The default block size to be used by pdiffcopy (1 MiB).

pdiffcopy.DEFAULT_CONCURRENCY = 2

The default concurrency to be used by pdiffcopy (at least two, at most 1/3 of available cores).

pdiffcopy.DEFAULT_PORT = 8080

The default port number for the pdiffcopy server (an integer number, defaults to 8080).

pdiffcopy.cli

Usage: pdiffcopy [OPTIONS] [SOURCE, TARGET]

Synchronize large binary data files between Linux servers at blazing speeds by performing delta transfers and spreading the work over many CPU cores.

One of the SOURCE and TARGET arguments is expected to be the pathname of a local file and the other argument is expected to be a URL that provides the location of a remote pdiffcopy server and a remote filename.

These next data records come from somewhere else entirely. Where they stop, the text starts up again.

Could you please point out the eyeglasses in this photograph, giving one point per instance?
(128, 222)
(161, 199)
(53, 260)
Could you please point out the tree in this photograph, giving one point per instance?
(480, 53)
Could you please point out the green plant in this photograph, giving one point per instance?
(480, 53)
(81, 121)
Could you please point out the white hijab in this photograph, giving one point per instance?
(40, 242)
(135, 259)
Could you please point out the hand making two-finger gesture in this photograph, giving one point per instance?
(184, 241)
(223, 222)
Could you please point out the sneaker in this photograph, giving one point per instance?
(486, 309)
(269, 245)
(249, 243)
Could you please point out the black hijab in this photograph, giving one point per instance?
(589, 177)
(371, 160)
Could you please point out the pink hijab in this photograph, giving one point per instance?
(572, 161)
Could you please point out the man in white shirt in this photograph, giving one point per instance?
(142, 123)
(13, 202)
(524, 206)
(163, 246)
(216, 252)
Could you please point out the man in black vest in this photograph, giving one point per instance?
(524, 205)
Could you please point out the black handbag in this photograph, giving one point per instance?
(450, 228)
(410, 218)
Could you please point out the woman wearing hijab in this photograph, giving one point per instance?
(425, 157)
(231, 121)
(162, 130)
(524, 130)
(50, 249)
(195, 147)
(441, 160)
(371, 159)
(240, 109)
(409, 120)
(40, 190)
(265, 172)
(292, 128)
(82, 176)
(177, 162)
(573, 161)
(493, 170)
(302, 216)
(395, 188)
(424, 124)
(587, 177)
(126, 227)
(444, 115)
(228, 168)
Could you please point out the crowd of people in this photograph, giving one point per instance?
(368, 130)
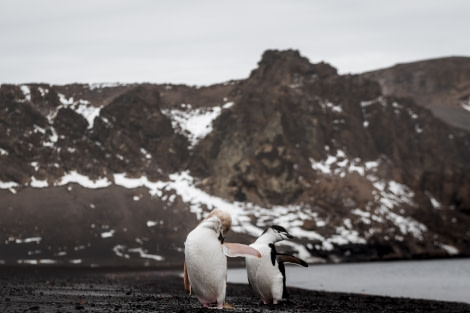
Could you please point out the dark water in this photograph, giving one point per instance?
(447, 280)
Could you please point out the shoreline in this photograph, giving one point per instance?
(143, 290)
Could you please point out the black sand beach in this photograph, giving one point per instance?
(117, 290)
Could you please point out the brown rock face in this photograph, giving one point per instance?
(359, 165)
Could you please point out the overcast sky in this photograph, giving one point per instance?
(204, 42)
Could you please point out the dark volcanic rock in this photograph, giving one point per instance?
(368, 170)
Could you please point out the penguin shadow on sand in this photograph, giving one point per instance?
(205, 252)
(267, 275)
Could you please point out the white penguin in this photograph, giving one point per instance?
(205, 267)
(267, 276)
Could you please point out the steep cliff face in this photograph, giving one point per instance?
(354, 170)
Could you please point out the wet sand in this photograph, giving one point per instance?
(118, 290)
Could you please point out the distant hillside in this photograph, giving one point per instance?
(441, 85)
(357, 168)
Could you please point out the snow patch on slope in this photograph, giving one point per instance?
(194, 123)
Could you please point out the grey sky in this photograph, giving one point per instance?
(205, 42)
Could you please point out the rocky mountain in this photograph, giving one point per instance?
(357, 167)
(441, 85)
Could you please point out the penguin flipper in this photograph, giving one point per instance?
(238, 249)
(187, 284)
(287, 258)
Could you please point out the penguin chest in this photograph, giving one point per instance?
(265, 278)
(206, 264)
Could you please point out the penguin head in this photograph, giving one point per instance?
(218, 220)
(275, 233)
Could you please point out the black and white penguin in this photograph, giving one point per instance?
(205, 267)
(267, 276)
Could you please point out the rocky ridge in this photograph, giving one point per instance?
(355, 170)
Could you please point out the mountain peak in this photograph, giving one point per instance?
(285, 66)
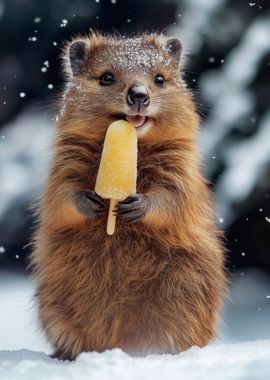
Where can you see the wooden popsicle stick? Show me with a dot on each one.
(111, 217)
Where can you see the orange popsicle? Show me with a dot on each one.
(117, 172)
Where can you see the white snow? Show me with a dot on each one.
(247, 361)
(23, 347)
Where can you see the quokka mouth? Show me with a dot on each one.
(136, 120)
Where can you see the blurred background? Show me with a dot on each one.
(227, 43)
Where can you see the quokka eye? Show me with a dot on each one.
(106, 79)
(159, 80)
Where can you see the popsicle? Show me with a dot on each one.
(117, 172)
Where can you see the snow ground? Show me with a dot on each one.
(245, 319)
(249, 361)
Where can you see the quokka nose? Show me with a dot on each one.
(138, 95)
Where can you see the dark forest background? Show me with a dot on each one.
(228, 49)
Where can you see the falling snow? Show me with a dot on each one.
(64, 23)
(37, 20)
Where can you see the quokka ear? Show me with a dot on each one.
(174, 47)
(77, 54)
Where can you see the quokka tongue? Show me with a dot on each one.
(136, 121)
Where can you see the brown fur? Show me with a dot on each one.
(155, 285)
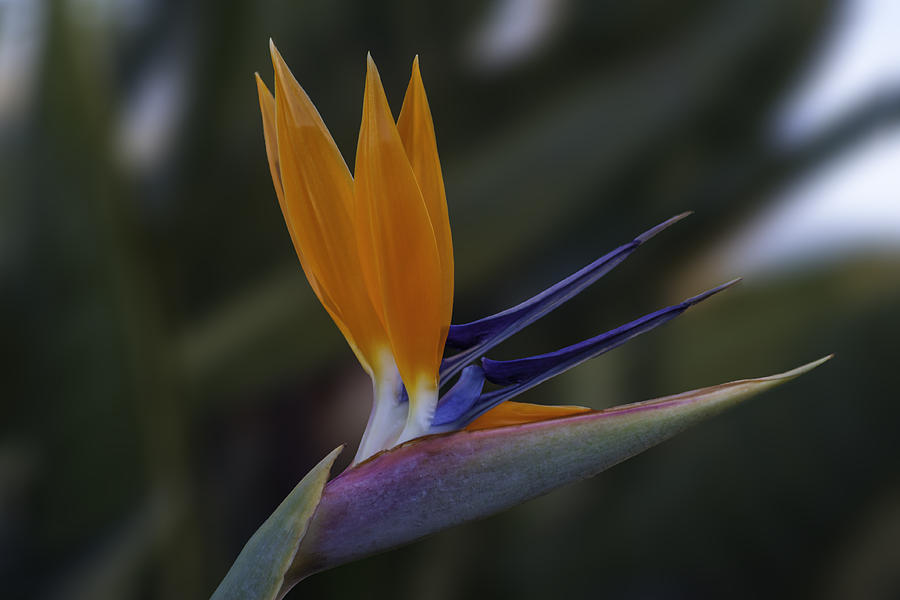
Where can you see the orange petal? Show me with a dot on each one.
(417, 133)
(397, 243)
(267, 107)
(518, 413)
(318, 201)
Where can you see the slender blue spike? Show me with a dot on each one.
(460, 398)
(477, 337)
(523, 374)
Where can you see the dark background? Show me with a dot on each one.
(168, 376)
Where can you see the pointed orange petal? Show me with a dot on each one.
(267, 107)
(417, 133)
(318, 199)
(518, 413)
(397, 243)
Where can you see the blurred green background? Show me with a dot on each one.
(169, 376)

File data will be read from SOURCE and written to TARGET.

If no positional arguments are given the server is started.

Supported options:

Option Description
-b, --block-size=BYTES Customize the block size of the delta transfer. Can be a plain integer number (bytes) or an expression like 5K, 1MiB, etc.
-m, --hash-method=NAME Customize the hash method of the delta transfer (defaults to ‘sha1’ but supports all hash methods provided by the Python hashlib module).
-W, --whole-file Disable the delta transfer algorithm (skips computing of hashing and downloads all blocks unconditionally).
-c, --concurrency=COUNT Change the number of parallel block hash / copy operations.
-n, --dry-run Scan for differences between the source and target file and report the similarity index, but don’t write any changed blocks to the target.
-B, --benchmark=COUNT Evaluate the effectiveness of delta transfer by mutating the TARGET file (which must be a local file) and resynchronizing its contents. This process is repeated COUNT times, with varying similarity. At the end an overview is printed.
-l, --listen=ADDRESS Listen on the specified IP:PORT or PORT.
-v, --verbose Increase logging verbosity (can be repeated).
-q, --quiet Decrease logging verbosity (can be repeated).
-h, --help Show this message and exit.
pdiffcopy.cli.main()[source]

The command line interface.

pdiffcopy.cli.run_client(**options)[source]

Run the client program.

pdiffcopy.cli.run_server(**options)[source]

Run the server program.

pdiffcopy.client

Parallel, differential file copy client.

class pdiffcopy.client.Client(**kw)[source]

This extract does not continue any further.